Entre los diferentes fenómenos astronómicos de los que tenemos noticia, los equinoccios se establecen como sucesos que despiertan gran interés ya que únicamente tienen lugar dos veces por año. Si bien se ha establecido que todos los planetas del sistema solar disponen de este tipo de evento, la  tierra es el único que lo vive dos veces: el vernal y el otoñal, por lo tanto ambos equinoccios son entendidos como indicadores del inicio de la primavera y del otoño respectivamente.

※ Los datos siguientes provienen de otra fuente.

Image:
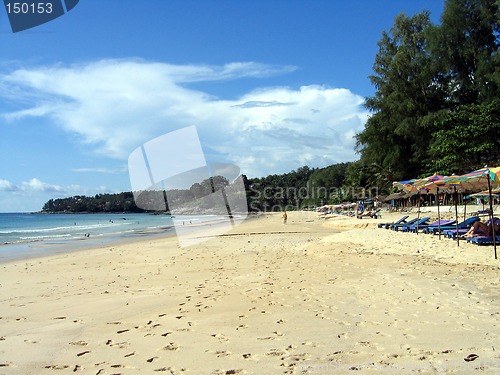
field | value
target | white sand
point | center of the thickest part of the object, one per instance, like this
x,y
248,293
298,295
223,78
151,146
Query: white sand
x,y
267,299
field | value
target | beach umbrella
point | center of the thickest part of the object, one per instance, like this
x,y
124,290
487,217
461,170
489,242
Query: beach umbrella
x,y
479,180
433,187
420,185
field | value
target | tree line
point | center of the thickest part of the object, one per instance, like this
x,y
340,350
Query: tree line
x,y
436,106
302,188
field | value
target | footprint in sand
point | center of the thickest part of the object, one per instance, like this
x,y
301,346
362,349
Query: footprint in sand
x,y
220,337
80,343
222,353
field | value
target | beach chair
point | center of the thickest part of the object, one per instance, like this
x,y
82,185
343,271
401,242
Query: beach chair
x,y
453,233
436,224
483,240
397,226
466,224
386,225
419,222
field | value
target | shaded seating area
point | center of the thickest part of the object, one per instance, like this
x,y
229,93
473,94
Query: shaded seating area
x,y
387,225
437,225
466,224
415,221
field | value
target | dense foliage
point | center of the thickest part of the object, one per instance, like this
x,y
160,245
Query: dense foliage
x,y
121,202
437,90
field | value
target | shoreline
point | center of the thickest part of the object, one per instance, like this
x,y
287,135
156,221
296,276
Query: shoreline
x,y
311,296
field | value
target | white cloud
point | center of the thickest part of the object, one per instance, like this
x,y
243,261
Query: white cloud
x,y
36,186
7,186
116,105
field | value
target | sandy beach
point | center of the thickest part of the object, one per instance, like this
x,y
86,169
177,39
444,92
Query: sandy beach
x,y
312,296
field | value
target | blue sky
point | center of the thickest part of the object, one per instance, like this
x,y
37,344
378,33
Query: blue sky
x,y
271,85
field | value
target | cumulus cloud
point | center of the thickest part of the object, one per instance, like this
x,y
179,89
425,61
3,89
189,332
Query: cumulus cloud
x,y
35,186
116,105
7,186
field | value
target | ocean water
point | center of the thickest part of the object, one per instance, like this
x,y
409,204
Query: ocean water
x,y
26,235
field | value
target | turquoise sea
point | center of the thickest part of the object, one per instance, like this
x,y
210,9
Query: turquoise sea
x,y
29,234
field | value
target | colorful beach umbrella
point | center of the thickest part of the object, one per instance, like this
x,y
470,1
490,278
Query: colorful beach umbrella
x,y
479,180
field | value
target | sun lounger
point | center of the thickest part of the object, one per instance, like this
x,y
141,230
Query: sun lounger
x,y
436,224
463,225
393,226
386,225
419,222
452,233
409,223
483,240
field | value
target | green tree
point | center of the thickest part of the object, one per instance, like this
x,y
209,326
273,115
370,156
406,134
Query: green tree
x,y
467,139
465,49
407,100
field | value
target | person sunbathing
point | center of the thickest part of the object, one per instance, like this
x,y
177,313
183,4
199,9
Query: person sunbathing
x,y
484,229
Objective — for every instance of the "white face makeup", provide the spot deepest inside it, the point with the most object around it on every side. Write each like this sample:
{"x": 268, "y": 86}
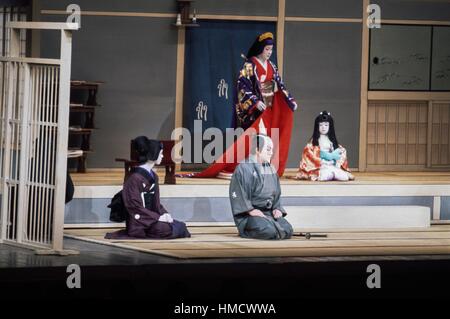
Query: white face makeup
{"x": 266, "y": 152}
{"x": 267, "y": 53}
{"x": 324, "y": 128}
{"x": 160, "y": 157}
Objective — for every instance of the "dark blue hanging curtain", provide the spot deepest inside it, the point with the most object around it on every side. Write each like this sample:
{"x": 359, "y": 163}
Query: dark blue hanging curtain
{"x": 212, "y": 64}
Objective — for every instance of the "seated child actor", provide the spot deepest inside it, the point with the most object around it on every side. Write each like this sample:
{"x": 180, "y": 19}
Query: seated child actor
{"x": 255, "y": 195}
{"x": 323, "y": 158}
{"x": 147, "y": 218}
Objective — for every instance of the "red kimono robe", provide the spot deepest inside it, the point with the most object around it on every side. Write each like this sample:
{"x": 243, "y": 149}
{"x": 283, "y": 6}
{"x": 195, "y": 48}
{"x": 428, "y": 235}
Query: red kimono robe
{"x": 279, "y": 115}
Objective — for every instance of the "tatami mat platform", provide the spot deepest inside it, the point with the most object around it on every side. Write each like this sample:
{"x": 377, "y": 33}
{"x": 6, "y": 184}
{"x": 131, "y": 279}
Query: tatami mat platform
{"x": 115, "y": 177}
{"x": 223, "y": 242}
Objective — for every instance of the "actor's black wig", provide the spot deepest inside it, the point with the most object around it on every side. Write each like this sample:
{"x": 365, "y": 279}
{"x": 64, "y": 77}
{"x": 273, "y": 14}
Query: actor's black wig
{"x": 260, "y": 42}
{"x": 147, "y": 150}
{"x": 324, "y": 116}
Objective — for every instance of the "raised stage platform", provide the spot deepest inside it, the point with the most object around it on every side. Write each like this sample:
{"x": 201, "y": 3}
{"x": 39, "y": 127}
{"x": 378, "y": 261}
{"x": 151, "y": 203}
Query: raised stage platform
{"x": 205, "y": 201}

La forma más concreta y apropiada para definir este fenómeno, es aquella en la que se señala que corresponde a las dos fechas del año en el que tanto el día como la noche disponen de la misma duración.

¿Qué pasa en un equinoccio?

Lo que ocurre durante un equinoccio, es que la trayectoria del sol logra encontrarse de manera exacta con el ecuador de un planeta, por lo tanto se conforma un ángulo sobre el eje de la tierra que hace imposible una inclinación del eje hacia el sol. Es de esta manera que la totalidad de nuestro planeta consigue experimentar la misma cantidad tanto de luz como de oscuridad durante un día, esto en nuestro caso dos veces por año.

Además de lo ya revelado, este evento suele incluir una serie de celebraciones culturales que lo convierten en una fecha bastante significativa pues se asocia con un momento de cambio y crecimiento espiritual. Cada sociedad acostumbra a incorporar una serie de símbolos específicos, además de llevarse a cabo diversos festivales en su honor.